Commentaries posted do not necessarily represent the opinion of LDN.
 Any opinions expressed are those of the writers.


Mo’ money, mo’ problems? Illinois schools prefer flexibility and fewer mandates
Send a link to a friend  Share

[April 15, 2015]  By Benjamin Yount 

SPRINGFIELD, Ill. — As Illinois schools look to absorb a $150 million budget cut, local districts are asking for two things: flexibility and a break from state mandates.

“I personally wish they would just stop throwing things at school districts,” El Paso-Gridley Superintendent Mike Lindy said.

Lindy’s schools, and the nearly 900 other school districts in Illinois, started the 2014 school year with 24 new mandates and may start the 2015 school year with 19 more.

Illinois’ school mandates cover everything from teaching special needs students, which is expensive, to a relatively cheap required lesson in October on Lief Erickson.

“One of the mandates that they’re underfunding is transportation,” Lindy said. “(Of course) we’re going to continue to transport our kids…We’re going to find a way.”

Lindy’s budget for his rural, downstate district is just over $11 million, and transportation costs are almost $1 million.

The Illinois State Board of Education late last month announced it would not pay the final two mandated categorical payments to schools. The categorical payments supplement general state aid, and cover the cost of the dozens of requirements ISBE and the state Legislature place on local schools.


Not getting the last two payments for school buses is going to hurt, Lindy said.

ISBE blames the categorical payment cut on Illinois’ dire fiscal situation.

Illinois Gov. Bruce Rauner was forced to close a $1.6 billion budget gap by sweeping special funds, and imposing a 2.25 percent across-the-board cut.

That 2.25 percent cut essentially wiped out the final categorical payment to schools.

But it’s not just a lack of payment for required classes or services.

[to top of second column]

State Sen. Chapin Rose, R-Mahomet, said both the Legislature and state board hamper local schools with dozens of other mandates on how they can manage their money.

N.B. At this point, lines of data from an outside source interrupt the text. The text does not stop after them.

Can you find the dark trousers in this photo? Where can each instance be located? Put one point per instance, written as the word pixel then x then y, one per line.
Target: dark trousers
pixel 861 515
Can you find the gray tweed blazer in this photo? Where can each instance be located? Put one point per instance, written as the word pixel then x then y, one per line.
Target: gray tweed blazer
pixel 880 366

“We require schools to hold all of their (dollars) in different funds. You know a fund here, a fund there, a fund for this, a fund for that” Rose said. “What (schools) are really clamoring for…is flexibility.”

Requiring schools to silo money into dedicated funds is supposed to prevent underfunding, but Rose said it makes Illinois’ school funding problem worse.

Rose said local schools could survive a few cuts in categorical funding, if the state gave districts the ability to manage their money as they see fit.

“You’ve told them ‘You can spend this amount of money on this thing’,” Rose said of the required classes and the required fiscal mandates. “(General education funding) is where they have the freedom and flexibility to adjust to what’s happening.”

Rose has proposed a package of mandate reforms, but the idea has been bottled up as Illinois lawmakers talk about a different plan that would overhaul how Illinois pays for the entire public school system in the state.

Rose said, often, schools don’t need more money, just more discretion in how to spend what they already have.

“You have school districts that end up having more money left over in certain (mandated budget) lines, but they can’t then turn around and hire a teacher to lower class size. That’s crazy,” Rose said.